On the northern line at Parow station, pupils wait from 06:30 to get to schools in Maitland, Salt River, Cape Town and the southern suburbs, according to a GroundUp report.

They are often late. Trains are cancelled, delayed and often stop between stations. Sometimes, when the trains come after a delay, the carriages are so full that the children are unable to board.

READ: Metrorail suspends all train services on Cape Town central line

Questioned by GroundUp on Tuesday, four pupils from Salt River High School said most of the time they missed at least the first two periods of their school day.

They had to borrow other pupils' books to copy the work they had missed. On Tuesday, they arrived in Salt River at 09:30, even though they had been waiting for a train since 07:00.


A Grade 8 pupil said she was scared to go to her teachers to ask questions about the subjects she had missed.

She said the teachers seemed not to understand the problems with the trains. Pupils were scolded for being late and sent to detention in the afternoons after school.

A Grade 12 pupil said she had been late for school every day last week. She said she did not feel safe on the train and had seen people being robbed.

"My parents are concerned about the way trains have been operating on the northern line, but we do not have a choice. Trains are affordable. I pay R150 for the whole month for a train ticket, compared to a taxi fare of R13 daily per trip."

"My parents can't afford busses or taxis. I am also embarrassed that, as head girl, I need to be exemplary, but I am doing the opposite… all because of the trains. Metrorail have let us down."

When GroundUp took the northern line from Salt River on Tuesday afternoon, there were people drinking, playing cards and smoking marijuana. There were no security guards or police to be seen.

Commuters using the Century City line and the southern line also complained about bad service.

GroundUp asked Metrorail spokesperson Riana Scott if Metrorail was fixing problems on the northern, southern and Century City lines. (The train service on the central line is suspended.)

'No quick fix'

Scott answered: "[The] Western Cape is operating at 60% capacity, having lost 101 carriages to arson and vandalism since October 2015. As a result, punctuality and reliability have declined, forcing many desperate commuters to spill into MetroPlus carriages. The region has only 54 train sets to service a timetable designed for 84 train sets, hence the many cancellations."

"There is no quick fix to repair a system left to deteriorate over 50 years."

Scott said R172bn had been allocated to modernise the entire rail system over 20 years.
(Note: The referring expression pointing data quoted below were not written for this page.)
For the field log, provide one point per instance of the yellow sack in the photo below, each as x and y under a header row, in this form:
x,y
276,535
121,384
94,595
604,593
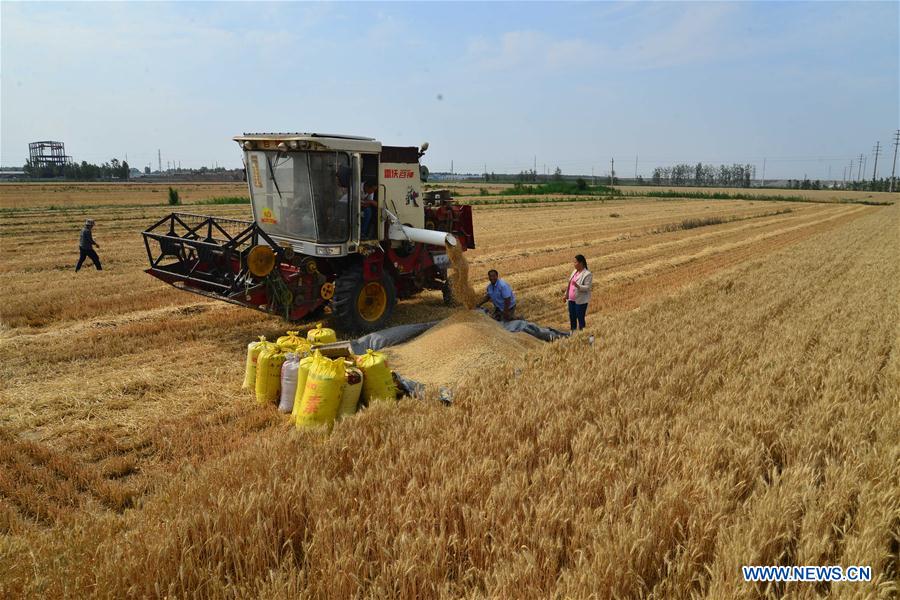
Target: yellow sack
x,y
378,384
352,391
293,341
253,350
321,335
322,396
302,374
268,374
New trains for Cape Town were expected by 2019 - 2020.

"We have recognised that trip durations are longer due to safe operational alternatives that have to be instituted," she said.

"Like motorists, train users will unfortunately have to rise earlier to get to work/school on time."

On security, Scott said Metrorail was collaborating with police.

"Police/security cannot be everywhere at once - instead they are posted according to predetermined priority areas," she said.

Noncedo Madubedube of Equal Education (EE) Western Cape and Sinekhaya Mbengo (EE City Bowl) say the organisation is collecting testimonies from pupils.

"What we can say from engaging with [pupils], is that there are a lot of [pupils] affected. This becomes a financial burden for their families because trains are the cheapest and most convenient mode of transport."

"Metrorail does not seem to have adequate security personnel, which means [pupils] travelling too early or late because there aren't enough trains running can be robbed and assaulted while waiting for trains."

"[Pupils] also get home late and are unable to effectively do their homework and catch up on missed class time."